Big Pharma will no longer be able afford to take a drug from discovery to commercialization – the costs are increasingly astronomical, and the risk incurred is simply too great. The potential sales from successfully developed drugs are increasingly less likely to outweigh the costs of drug development, given the relatively short exclusivity period, and there has been significant pushback against rising drug prices. Instead, Big Pharma can reduce their risk and costs by focusing on their core competencies (clinical development, commercialization, medical affairs, etc.) and acquire relatively de-risked assets from less mature drug companies.
As the pharmaceutical industry has shifted towards the Hybrid/Virtual Pharma model, we have seen an increase in the number of smaller biotech/pharma startups, as expected. However, we have not yet seen a corresponding increase in the involvement of academic centers in the drug development process. In my opinion, academia will soon begin to play a larger role in the pharmaceutical industry and fit into their own unique niche as a part of the Virtual Pharma model. Instead of starting from scratch and developing novel promising compounds from drug discovery and early pre-clinical development, companies may find it more lucrative and efficient to simply license and acquire relatively de-risked assets from academia. Doing so may be a much cheaper and less risky alternative to performing their own in-house drug discovery processes as much of the associated costs are offset by government funds paid to the academic centers to fund their research.
Furthermore, such assets can most likely be acquired from academia relatively cheaply, compared to acquiring an asset from another drug company, allowing companies to obtain a large number of assets without spending an exorbitant sum of money. Thus, they can decrease their overall risk while diversifying their pipeline and increasing their potential opportunities/sales as well.

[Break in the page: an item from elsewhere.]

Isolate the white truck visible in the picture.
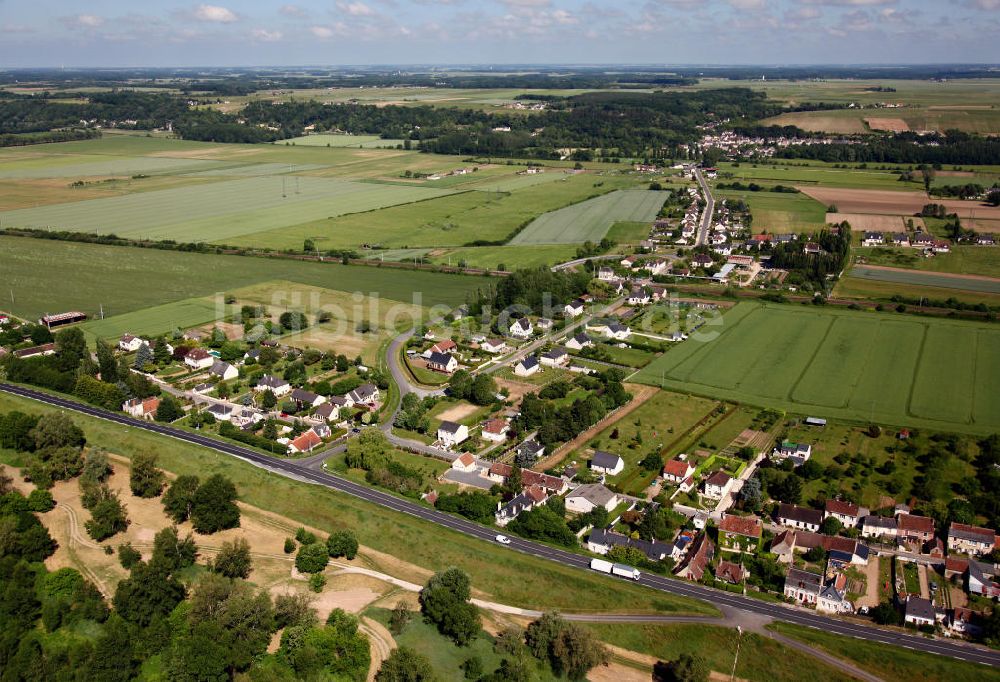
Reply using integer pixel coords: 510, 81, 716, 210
590, 559, 642, 580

In order for this to occur, the traditionally small and currently not-well-developed Tech Transfer Offices (TTOs) at academic centers must grow and evolve to meet the needs of the industry. Medium- to small- sized companies that have already been spun out of academia may find it easiest to take the first step due to their pre-existing connections with their respective universities. However, large(r) pharmaceutical companies have a capital advantage and may be first to explore this opportunity, I would anticipate these companies acquiring multiple assets from different academic centers, increasing the probability of acquiring a successful one.
Regardless, I think that TTOs will begin to play an increasingly important role in the pharmaceutical industry, and there may be a small window of opportunity now that will not last long for companies to adopt this model and obtain a large number of assets at a significantly cheaper price than they will be able to in a few years time, after TTOs realize their value and begin to increase the price for licensing their assets. Those in the industry may find it prudent to begin making connections with TTOs now, before the rest of the industry follows the same path.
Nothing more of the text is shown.